The clack of power armor announced the arrival of Sergeant Wind Whisper. Reeking of turpentine fumes, she could evidently fly without her helmet. I looked up at her from where I sat beside Glory. I could kill her: three telekinetic bullets right to her head. But I didn’t want to. I was burned out, beaten, and my heart still hadn’t stopped thundering in my chest. But I could kill her.

“We’re withdrawing from here,” she said formally, not taking her eyes off me. The two pegasi following her had shorn-short tails: the pair I’d spared earlier. They looked at me now like I was a mutant dragon. Maybe I half looked the part. “The operative took our flight pass, so we’ll have to head to the Skyport.”

“What will you report to your superiors?”

“The truth. You attacked and destroyed an Enclave security operations base in the Miramare Air Station. That I heard the confession of Morning Glory broadcast over the speakers.
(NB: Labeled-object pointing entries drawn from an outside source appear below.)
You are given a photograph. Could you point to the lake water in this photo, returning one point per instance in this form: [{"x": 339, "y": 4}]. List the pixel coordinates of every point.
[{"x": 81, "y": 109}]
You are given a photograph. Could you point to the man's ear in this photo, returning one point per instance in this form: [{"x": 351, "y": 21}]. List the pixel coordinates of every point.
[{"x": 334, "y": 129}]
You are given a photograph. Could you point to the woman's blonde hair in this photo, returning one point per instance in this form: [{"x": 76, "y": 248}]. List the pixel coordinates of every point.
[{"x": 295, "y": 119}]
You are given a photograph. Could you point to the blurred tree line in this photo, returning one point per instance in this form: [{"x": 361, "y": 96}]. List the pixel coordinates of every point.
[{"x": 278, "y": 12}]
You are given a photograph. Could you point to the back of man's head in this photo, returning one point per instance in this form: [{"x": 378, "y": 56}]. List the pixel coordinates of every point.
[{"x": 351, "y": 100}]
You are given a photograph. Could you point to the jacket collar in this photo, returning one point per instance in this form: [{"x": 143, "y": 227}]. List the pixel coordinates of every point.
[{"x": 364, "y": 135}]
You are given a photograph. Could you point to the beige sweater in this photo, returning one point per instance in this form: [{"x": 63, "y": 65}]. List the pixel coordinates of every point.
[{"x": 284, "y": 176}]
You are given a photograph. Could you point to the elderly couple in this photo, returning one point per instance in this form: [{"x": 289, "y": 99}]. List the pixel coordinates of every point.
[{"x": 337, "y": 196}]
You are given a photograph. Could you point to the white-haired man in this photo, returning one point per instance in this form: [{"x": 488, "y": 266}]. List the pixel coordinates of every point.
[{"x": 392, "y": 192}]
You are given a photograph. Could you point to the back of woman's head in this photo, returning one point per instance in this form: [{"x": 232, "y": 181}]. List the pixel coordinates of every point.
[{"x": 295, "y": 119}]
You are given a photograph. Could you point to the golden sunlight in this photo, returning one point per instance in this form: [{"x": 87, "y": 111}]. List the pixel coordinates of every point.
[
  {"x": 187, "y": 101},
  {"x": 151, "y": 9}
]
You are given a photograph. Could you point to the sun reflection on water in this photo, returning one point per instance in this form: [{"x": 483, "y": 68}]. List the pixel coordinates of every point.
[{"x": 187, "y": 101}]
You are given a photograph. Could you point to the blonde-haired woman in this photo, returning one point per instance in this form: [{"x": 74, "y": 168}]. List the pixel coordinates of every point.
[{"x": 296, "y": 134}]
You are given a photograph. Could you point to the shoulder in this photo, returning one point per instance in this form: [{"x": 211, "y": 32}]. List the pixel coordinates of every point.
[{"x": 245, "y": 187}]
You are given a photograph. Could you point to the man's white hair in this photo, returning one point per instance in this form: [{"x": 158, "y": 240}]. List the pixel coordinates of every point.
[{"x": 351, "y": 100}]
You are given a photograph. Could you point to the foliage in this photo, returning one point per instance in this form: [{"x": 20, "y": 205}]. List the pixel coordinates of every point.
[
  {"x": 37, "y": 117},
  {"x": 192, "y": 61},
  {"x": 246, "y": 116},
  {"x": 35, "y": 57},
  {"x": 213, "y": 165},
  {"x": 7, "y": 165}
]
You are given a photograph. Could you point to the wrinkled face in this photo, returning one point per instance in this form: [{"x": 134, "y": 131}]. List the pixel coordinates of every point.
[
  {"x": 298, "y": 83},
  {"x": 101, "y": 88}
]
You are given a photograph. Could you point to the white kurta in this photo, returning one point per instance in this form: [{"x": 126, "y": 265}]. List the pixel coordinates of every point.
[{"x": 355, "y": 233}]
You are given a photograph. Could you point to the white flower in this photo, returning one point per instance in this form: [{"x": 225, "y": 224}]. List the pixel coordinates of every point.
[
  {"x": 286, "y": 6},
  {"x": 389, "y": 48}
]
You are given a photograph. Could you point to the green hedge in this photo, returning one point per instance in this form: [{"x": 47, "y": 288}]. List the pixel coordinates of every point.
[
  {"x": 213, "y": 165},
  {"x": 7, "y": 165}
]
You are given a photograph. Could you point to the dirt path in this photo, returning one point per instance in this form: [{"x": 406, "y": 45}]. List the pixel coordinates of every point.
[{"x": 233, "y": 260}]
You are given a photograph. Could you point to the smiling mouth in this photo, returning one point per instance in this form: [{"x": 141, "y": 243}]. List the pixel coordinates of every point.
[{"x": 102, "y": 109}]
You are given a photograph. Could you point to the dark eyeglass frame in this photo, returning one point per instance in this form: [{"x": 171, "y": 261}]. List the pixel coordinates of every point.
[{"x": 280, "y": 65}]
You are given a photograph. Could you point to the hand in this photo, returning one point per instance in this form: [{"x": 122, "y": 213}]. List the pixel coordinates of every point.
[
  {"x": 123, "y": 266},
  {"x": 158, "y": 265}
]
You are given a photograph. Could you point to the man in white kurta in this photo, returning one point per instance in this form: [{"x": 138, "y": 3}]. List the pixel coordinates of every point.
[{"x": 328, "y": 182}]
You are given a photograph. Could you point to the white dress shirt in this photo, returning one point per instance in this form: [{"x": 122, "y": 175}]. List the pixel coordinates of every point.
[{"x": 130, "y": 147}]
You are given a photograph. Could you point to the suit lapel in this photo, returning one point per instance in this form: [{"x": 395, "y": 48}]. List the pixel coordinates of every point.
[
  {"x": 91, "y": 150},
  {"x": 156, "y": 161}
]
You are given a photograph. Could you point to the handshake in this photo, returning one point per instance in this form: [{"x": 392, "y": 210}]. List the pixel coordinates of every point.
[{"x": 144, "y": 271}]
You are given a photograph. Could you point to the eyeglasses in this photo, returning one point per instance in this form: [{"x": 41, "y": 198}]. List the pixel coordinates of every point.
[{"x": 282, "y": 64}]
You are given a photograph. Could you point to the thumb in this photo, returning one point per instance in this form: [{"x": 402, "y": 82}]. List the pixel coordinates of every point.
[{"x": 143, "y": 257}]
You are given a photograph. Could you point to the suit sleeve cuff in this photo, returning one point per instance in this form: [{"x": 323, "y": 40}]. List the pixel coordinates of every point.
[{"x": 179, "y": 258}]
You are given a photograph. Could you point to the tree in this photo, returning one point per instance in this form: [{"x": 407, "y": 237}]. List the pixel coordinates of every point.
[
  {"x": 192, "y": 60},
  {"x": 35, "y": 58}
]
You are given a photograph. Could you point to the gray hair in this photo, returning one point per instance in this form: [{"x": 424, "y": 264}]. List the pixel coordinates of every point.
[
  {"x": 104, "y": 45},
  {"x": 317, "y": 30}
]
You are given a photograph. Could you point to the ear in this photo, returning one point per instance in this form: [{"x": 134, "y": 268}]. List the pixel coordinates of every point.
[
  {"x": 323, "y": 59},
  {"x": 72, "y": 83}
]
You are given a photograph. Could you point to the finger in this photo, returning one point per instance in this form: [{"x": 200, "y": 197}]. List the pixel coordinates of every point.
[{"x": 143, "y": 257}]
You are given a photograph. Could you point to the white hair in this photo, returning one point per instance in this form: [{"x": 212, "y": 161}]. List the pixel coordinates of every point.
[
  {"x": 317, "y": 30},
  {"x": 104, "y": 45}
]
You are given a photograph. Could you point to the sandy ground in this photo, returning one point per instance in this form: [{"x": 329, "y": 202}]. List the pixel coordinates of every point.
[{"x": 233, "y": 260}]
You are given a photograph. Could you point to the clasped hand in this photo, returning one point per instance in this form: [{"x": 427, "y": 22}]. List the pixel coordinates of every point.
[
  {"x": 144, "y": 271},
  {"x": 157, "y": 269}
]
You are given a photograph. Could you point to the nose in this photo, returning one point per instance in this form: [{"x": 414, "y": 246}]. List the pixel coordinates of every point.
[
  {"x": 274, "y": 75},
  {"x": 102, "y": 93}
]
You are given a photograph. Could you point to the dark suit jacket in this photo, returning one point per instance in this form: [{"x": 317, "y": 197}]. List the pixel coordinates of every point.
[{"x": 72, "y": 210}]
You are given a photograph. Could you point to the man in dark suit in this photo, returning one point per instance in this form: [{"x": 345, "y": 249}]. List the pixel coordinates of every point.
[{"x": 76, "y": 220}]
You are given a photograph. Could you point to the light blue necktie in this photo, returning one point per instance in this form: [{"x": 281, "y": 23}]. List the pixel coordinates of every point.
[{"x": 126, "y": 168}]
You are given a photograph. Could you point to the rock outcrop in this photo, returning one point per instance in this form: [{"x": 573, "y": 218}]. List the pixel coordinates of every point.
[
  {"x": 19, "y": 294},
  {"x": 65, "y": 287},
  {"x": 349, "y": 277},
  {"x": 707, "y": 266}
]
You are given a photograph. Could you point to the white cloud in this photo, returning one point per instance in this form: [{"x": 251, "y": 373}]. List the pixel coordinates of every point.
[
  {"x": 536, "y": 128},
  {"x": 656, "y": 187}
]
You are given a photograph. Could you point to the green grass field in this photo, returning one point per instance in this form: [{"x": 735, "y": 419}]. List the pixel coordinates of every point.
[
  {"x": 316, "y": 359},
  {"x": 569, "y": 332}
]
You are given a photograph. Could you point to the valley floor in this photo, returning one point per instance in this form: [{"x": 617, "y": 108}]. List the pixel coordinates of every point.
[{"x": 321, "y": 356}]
That Operative Lighthooves was involved in some sort of project regarding the raiders,” she said very matter-of-factly before she looked up at the remains of the air traffic control tower. “I will also recommend… strenuously… that we not attempt any retaliatory strikes against you.”

“It didn’t happen like that. That’s not what happened,” Morning Glory whimpered as she hung her head. “I’m not a Dashite. I’m not like her.”

“That’s what I know and what I heard. You find something else, have it couriered to me… specifically to me. Otherwise my wings are clipped.” She looked back at the base. “We took care of the raiders for you. Anything that remains is yours.”

Thanks for small favors. “Right,” I muttered softly. The three started to fly away. “Wind Whisper,” I called after her. She stopped and turned, hovering. My eyes narrowed. “Why’d you stop me from eating that apple?”

The pegasus looked down at me coolly a moment. “We gave those farmer ponies that food three weeks ago when we got here. A show of good faith, he said.”

“You knew it was contaminated.”

“No, and I still don’t. I’m in security, not medical or research. But I suspected,” she said calmly as she met my amber gaze. “But I didn’t anticipate a dirtsider would save my life. The least I could do was return the favor. Be careful, Security.” And with that the trio flew away. I could appreciate the irony.


Footnote: Level Up.

New Perk added: Sniper - Your chance to hit an opponent’s head in S.A.T.S. is greatly increased.

Quest Perk added: Telekinetic bullet (rank two): Your telekinetic bullet now does damage equivalent to a shotgun slug. You are limited to a number of bullets per day equal to your endurance.